Chapter 3
It was one of those beautiful May evenings on the coast that had been so rare this year: clear skies, cool without being cold, only a hint of a breeze.
Summer was technically almost here, and although the coast didn’t really warm up until July (and even then it depended on your definition of warm), pretty soon tourists would flood Hastings Rock again.
Along with the rest of the Last Picks, I was taking advantage of the lull before the storm to walk around the scenic downtown in relative peace and quiet.
Everything looked perfect: the medley of shops and galleries clean and freshly painted, their landscaping touched up to welcome the summer crowds.
Lights glowed in windows. A few of the more daring restaurant owners had already set out their patio seating along with fire pits and heaters.
As my friends and I followed the sidewalk, the sounds of laughter and the clink of glassware filtered out to us.
At the intersection ahead of us, one of the galleries stood with its doors open, and people spilled out into the night.
“Somebody’s having a party,” I said.
“Pippi,” Millie said. “It’s a BOOK LAUNCH party.
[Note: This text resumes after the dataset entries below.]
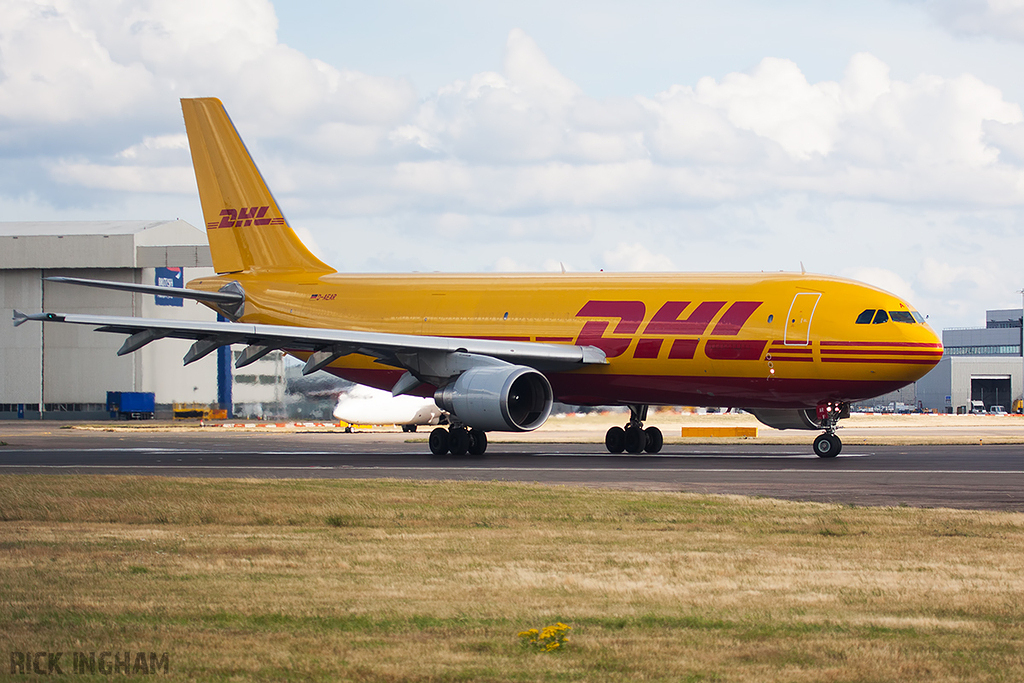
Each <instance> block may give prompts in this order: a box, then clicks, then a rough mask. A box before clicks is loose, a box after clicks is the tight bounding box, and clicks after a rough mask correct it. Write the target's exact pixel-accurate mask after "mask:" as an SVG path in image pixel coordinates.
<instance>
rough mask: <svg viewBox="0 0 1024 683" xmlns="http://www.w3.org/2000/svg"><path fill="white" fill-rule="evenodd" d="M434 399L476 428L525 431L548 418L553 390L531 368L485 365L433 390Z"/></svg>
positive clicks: (486, 430) (533, 369)
mask: <svg viewBox="0 0 1024 683" xmlns="http://www.w3.org/2000/svg"><path fill="white" fill-rule="evenodd" d="M434 400H435V401H436V402H437V404H438V405H439V407H440V408H441V409H442V410H444V411H447V412H449V413H451V414H453V415H454V416H455V417H456V418H458V419H459V421H461V422H464V423H465V424H466V425H468V426H470V427H473V428H475V429H482V430H483V431H515V432H525V431H531V430H534V429H537V428H538V427H540V426H541V425H543V424H544V423H545V422H546V421H547V420H548V416H549V415H551V403H552V402H553V401H554V393H553V392H552V391H551V384H550V383H549V382H548V378H547V377H545V376H544V375H542V374H541V373H539V372H537V371H536V370H534V369H532V368H526V367H524V366H497V367H494V366H485V367H481V368H470V369H469V370H467V371H466V372H464V373H463V374H462V375H460V376H459V377H458V379H456V381H455V382H452V383H451V384H449V385H447V386H444V387H442V388H440V389H438V390H437V391H436V392H434Z"/></svg>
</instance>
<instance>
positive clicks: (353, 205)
mask: <svg viewBox="0 0 1024 683" xmlns="http://www.w3.org/2000/svg"><path fill="white" fill-rule="evenodd" d="M1022 70H1024V0H860V1H858V2H844V3H824V2H819V1H804V0H782V1H780V2H772V3H766V2H758V1H754V0H720V1H719V2H715V3H697V2H692V3H688V2H672V1H669V0H664V1H656V0H634V1H633V2H630V3H624V2H608V1H604V0H586V1H584V0H580V1H574V0H564V1H561V2H551V1H550V0H545V1H544V2H541V1H535V0H519V1H517V2H515V3H510V2H486V1H481V0H465V1H461V0H450V1H437V2H426V1H423V0H407V1H387V0H381V1H380V2H364V1H360V2H338V1H328V0H306V1H303V0H290V1H289V2H287V3H285V2H279V3H272V2H269V1H268V0H42V1H39V2H29V1H25V0H0V155H2V158H3V159H2V164H0V212H2V213H0V220H94V219H141V218H146V219H148V218H176V217H177V218H182V219H185V220H187V221H189V222H191V223H193V224H195V225H203V219H202V215H201V212H200V205H199V199H198V196H197V194H196V184H195V179H194V176H193V175H191V167H190V162H189V157H188V152H187V145H186V140H185V136H184V129H183V124H182V121H181V112H180V106H179V104H178V102H177V99H178V98H179V97H193V96H218V97H220V98H221V99H222V100H223V101H224V103H225V105H226V106H227V110H228V113H229V114H230V115H231V117H232V119H233V120H234V123H236V125H237V127H238V128H239V129H240V131H241V132H242V134H243V136H244V137H245V139H246V141H247V143H248V145H249V147H250V150H251V152H252V153H253V156H254V157H255V158H256V161H257V164H259V166H260V168H261V170H262V171H263V174H264V176H265V177H266V178H267V180H268V181H269V183H270V185H271V188H272V189H273V190H274V194H275V195H276V197H278V200H279V203H280V204H281V205H282V208H283V209H284V211H285V213H286V215H287V216H288V217H289V220H290V222H291V223H292V224H293V225H294V226H295V227H296V228H297V230H298V231H299V232H300V234H301V236H302V237H303V239H304V240H306V241H307V243H308V244H309V245H310V246H311V247H312V248H313V250H314V251H316V252H317V253H318V254H319V255H321V256H322V257H323V258H325V259H326V260H327V261H328V262H330V263H331V264H332V265H334V266H335V267H337V268H339V269H341V270H346V271H404V270H444V271H480V270H483V271H498V270H557V269H558V268H559V267H560V265H559V264H564V266H565V268H566V269H568V270H584V271H586V270H597V269H601V268H603V269H605V270H800V268H801V265H803V266H805V267H806V268H807V270H808V271H814V272H823V273H829V274H838V275H845V276H851V278H856V279H859V280H863V281H865V282H869V283H871V284H876V285H879V286H881V287H884V288H886V289H888V290H891V291H893V292H895V293H897V294H900V295H903V296H906V297H908V298H909V299H910V301H911V302H912V303H914V304H915V305H916V306H918V307H919V308H920V309H921V310H922V311H923V312H925V313H927V314H929V315H930V316H931V322H932V323H933V325H934V326H935V327H936V328H945V327H954V326H975V325H983V321H984V310H985V309H986V308H1004V307H1007V308H1009V307H1019V306H1020V305H1021V295H1020V294H1019V291H1020V290H1021V289H1022V288H1024V268H1022V267H1021V264H1022V263H1024V114H1022V104H1024V79H1022V78H1021V72H1022Z"/></svg>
And the theme is ANIMALS WHO ARE FRIENDS!” She grabbed Keme’s arm. “Can we go?”
“Uh, no,” I said. “We can’t.”
Sometimes, Keme’s eyes could be very dark and very intense.
Very murder-y.
(I’m a writer.)
“Why not?” Millie asked.
“Because—”
“Is it because you don’t like Pippi?”
“No—”
“Do you not like her because she’s so successful?”
“No!”
“Is it because she finishes so many books and you still haven’t finished yours and you’re afraid you’ll never finish it and somehow her success threatens your own chances at being a happy, successful writer someday?”
Ladies and gentlemen: these are my friends.
“It’s probably because he’s afraid they’ll be wearing the same T-shirt again,” Fox put in.
“It’s not any of that!” I snapped. “I did finish my book, thank you very much.”
“Kind of,” Keme said.
Millie giggled way too loudly about that.
I refused to engage with them, but I couldn’t let the other insults stand. “And for the record, that T-shirt is from the boys’ department, so I don’t know why Pippi—”
“You know what we should do?” Millie asked. “We should play Who Wore It Best?”
“Pippi,” Fox said.
“Children,” Indira said.
“Okay,” Bobby said. He put his arm around my shoulders and drew me against him. He was warm and solid, and he smelled like that clean, sporty scent I had come to associate with him. “No more teasing Dash.”
“It must have cost her a fortune to rent that gallery,” Fox said. “Michael has an outrageous sense of his own importance.”
“Oh no,” Millie said, “she got the space for free.”
Fox’s “What?” sounded choked.
“Yeah,” Millie said. “Because she did this collaboration with all these other writers and artists on the coast, and they all contributed something, and so there’s an anthology of stories, and they’ve got all these accompanying pieces that you can buy to go with them.”
In the silence that followed, the drone of voices from the gallery washed out into the night.
“Probably motel art,” Fox said. “Insipid little watercolors with no passion, no soul.”
“What writers on the coast?” I asked. “Who? Because there aren’t any writers.”
Indira raised her eyebrows.
Face heating, I stammered, “I mean, no real writers—”
Even Keme looked kind of disappointed in me at that one.
“Professional writers,” I said. “Writers who are working at a professional level.”
No one said anything.
And then Keme said, “You’re a donkey.”
Fortunately, Fox swept in at that moment with “I wouldn’t be caught dead in that gallery. Shilling my wares to—to a crowd of smug, self-satisfied corporate drones.”
Indira’s eyebrows went up again.
“Hawking my work—the work of my soul—like I’m a fishwife at market!”
Bobby squeezed my arm.
“I don’t even know what kind of story she’d want me to write,” I said.
“I mean, I don’t think I could write a story that would fit into that anthology.
I don’t write that kind of stuff. I don’t read that kind of stuff.
There’s a certain degree of craft and intelligence and—and insight into the human condition that goes into my writing, and I can’t just churn it out on demand. ”
Again—mercifully—nobody said anything.
Then Millie opened her mouth. And God bless her, because she was Millie, she actually, honestly meant it.
“Oh,” she said with an unnecessary amount of surprise. “I didn’t know Pippi invited the two of you.”